A Double Cryptography Using The Smarandache Keedwell Cross Inverse Quasigroup

TL;DR

This paper explores a novel double cryptography method using Smarandache Keedwell cross inverse quasigroups, enhancing cryptographic security through algebraic structures and isotopy-based encryption techniques.

Contribution

It introduces a new double encryption scheme employing Smarandache Keedwell CIPQs and establishes their properties via isotopy and automorphism groups.

Findings

Smarandache Keedwell CIPQs can be used for double encryption.

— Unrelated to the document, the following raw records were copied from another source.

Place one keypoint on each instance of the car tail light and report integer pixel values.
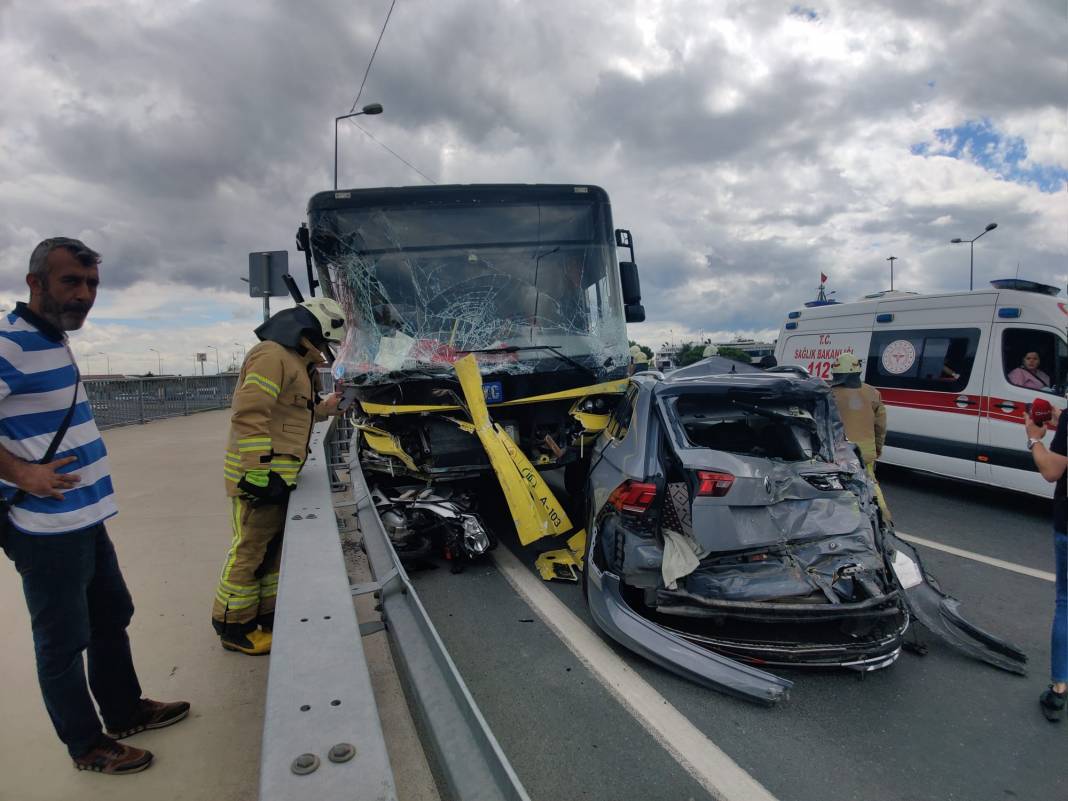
(633, 497)
(713, 484)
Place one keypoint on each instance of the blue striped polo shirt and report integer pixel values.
(37, 377)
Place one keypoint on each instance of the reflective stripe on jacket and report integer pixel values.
(864, 418)
(272, 412)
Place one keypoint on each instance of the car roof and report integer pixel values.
(766, 386)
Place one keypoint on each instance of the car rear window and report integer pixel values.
(722, 425)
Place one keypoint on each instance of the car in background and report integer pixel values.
(733, 528)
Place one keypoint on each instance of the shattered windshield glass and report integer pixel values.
(423, 284)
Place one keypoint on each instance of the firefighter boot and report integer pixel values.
(246, 638)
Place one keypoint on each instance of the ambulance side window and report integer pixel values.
(1034, 360)
(939, 360)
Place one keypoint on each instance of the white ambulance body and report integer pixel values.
(942, 365)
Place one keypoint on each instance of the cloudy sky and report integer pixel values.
(748, 145)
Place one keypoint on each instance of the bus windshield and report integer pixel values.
(424, 284)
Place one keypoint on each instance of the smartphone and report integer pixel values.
(1040, 411)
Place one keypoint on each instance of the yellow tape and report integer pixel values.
(533, 518)
(608, 388)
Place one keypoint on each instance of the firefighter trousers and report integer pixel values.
(248, 584)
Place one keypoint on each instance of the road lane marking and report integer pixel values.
(717, 772)
(978, 558)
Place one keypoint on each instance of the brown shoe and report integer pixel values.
(108, 756)
(151, 715)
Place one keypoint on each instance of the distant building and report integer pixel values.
(666, 358)
(755, 349)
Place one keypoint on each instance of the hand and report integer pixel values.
(328, 407)
(264, 487)
(45, 481)
(1034, 430)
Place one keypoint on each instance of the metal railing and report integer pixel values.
(124, 401)
(323, 738)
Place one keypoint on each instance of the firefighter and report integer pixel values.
(272, 412)
(863, 414)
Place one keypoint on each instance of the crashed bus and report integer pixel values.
(487, 336)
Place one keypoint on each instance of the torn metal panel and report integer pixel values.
(697, 664)
(729, 512)
(941, 613)
(421, 522)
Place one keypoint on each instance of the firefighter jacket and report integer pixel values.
(272, 412)
(864, 418)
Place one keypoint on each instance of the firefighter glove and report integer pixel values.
(264, 487)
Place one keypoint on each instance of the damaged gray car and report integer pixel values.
(732, 529)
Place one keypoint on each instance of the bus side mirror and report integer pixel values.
(631, 287)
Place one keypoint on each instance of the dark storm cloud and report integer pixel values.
(749, 147)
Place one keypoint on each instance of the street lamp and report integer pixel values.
(971, 261)
(374, 108)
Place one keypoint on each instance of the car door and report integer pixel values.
(1003, 457)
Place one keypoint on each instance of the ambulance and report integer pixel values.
(951, 370)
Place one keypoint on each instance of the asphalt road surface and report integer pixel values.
(935, 727)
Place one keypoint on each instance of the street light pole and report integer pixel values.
(971, 260)
(374, 108)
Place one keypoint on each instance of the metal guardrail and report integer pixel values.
(469, 757)
(323, 738)
(124, 401)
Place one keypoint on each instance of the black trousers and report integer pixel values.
(78, 601)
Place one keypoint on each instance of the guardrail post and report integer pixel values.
(323, 738)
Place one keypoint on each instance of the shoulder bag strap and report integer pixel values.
(53, 445)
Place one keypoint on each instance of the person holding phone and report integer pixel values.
(1052, 464)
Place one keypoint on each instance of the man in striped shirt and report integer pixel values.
(74, 589)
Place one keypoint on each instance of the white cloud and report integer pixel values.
(747, 147)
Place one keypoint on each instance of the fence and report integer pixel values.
(123, 401)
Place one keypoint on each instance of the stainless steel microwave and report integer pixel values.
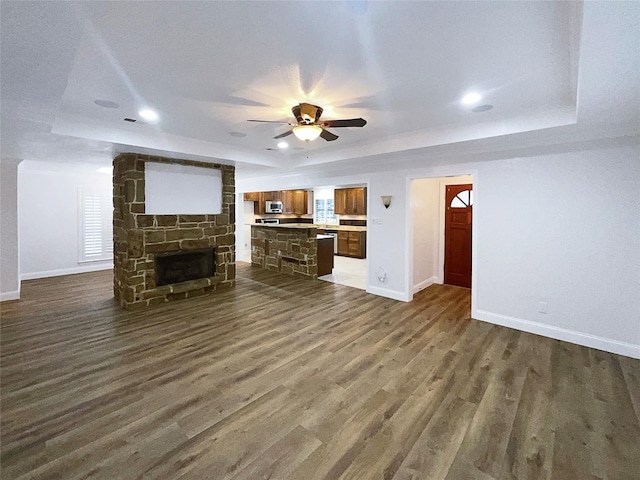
(273, 207)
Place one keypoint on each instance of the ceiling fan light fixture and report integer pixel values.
(307, 133)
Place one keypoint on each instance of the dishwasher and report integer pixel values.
(334, 234)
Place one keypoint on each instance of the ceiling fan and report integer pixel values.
(309, 126)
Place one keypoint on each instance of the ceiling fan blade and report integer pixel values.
(285, 134)
(270, 121)
(328, 136)
(352, 122)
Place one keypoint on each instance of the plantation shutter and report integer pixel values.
(96, 231)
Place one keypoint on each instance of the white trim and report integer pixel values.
(93, 267)
(425, 283)
(393, 294)
(579, 338)
(15, 295)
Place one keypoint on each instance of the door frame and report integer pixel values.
(444, 182)
(444, 175)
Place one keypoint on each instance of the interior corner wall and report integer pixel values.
(48, 218)
(9, 251)
(425, 208)
(563, 230)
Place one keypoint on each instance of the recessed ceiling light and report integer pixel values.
(470, 98)
(148, 114)
(482, 108)
(106, 103)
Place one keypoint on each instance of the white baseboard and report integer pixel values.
(424, 284)
(89, 267)
(15, 295)
(579, 338)
(384, 292)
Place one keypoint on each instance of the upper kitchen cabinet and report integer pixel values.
(350, 201)
(295, 202)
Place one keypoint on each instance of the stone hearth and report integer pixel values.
(139, 239)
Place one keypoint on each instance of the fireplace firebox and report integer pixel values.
(182, 266)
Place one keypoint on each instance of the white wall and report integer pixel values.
(425, 215)
(564, 230)
(48, 217)
(9, 256)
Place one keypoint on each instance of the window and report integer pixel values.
(96, 229)
(324, 212)
(463, 200)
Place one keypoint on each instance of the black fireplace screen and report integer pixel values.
(176, 267)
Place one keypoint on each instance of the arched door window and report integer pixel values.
(463, 199)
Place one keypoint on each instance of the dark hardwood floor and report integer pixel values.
(302, 379)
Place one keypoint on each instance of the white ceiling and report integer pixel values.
(551, 70)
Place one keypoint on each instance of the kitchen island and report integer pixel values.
(291, 249)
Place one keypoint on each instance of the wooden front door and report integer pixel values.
(457, 235)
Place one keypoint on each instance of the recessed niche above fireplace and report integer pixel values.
(182, 266)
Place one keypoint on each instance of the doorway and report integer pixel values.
(428, 208)
(457, 235)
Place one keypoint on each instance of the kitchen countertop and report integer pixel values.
(345, 228)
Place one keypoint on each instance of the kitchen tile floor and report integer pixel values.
(348, 271)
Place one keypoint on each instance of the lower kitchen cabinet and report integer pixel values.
(352, 244)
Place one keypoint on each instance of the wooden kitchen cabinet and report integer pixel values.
(295, 201)
(300, 202)
(343, 243)
(352, 244)
(350, 201)
(275, 196)
(287, 201)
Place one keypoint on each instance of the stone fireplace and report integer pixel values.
(183, 266)
(159, 258)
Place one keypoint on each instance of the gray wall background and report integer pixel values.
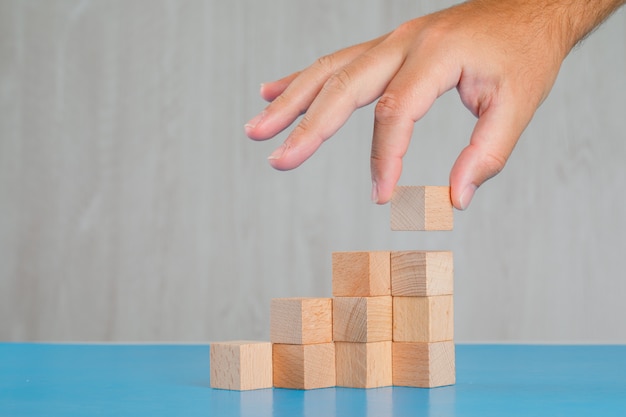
(133, 207)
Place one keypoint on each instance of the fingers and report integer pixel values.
(292, 95)
(407, 98)
(353, 86)
(269, 91)
(493, 139)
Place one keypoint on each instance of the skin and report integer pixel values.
(502, 56)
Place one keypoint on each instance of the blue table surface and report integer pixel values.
(173, 380)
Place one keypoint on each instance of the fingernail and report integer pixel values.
(467, 195)
(278, 152)
(255, 121)
(374, 192)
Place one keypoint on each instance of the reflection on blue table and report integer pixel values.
(79, 380)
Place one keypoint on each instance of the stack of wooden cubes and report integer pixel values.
(390, 321)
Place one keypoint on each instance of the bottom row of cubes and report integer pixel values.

The paper proves the equivalence of SCIPQ properties under isotopy.

Procedures for implementing double cryptography with these quasigroups are provided.

Abstract

The present study further strengthens the use of the Keedwell CIPQ against attack on a system by the use of the Smarandache Keedwell CIPQ for cryptography in a similar spirit in which the cross inverse property has been used by Keedwell. This is done as follows. By constructing two S-isotopic S-quasigroups(loops) $U$ and $V$ such that their Smarandache automorphism groups are not trivial, it is shown that $U$ is a SCIPQ(SCIPL) if and only if $V$ is a SCIPQ(SCIPL). Explanations and procedures are given on how these SCIPQs can be used to double encrypt information.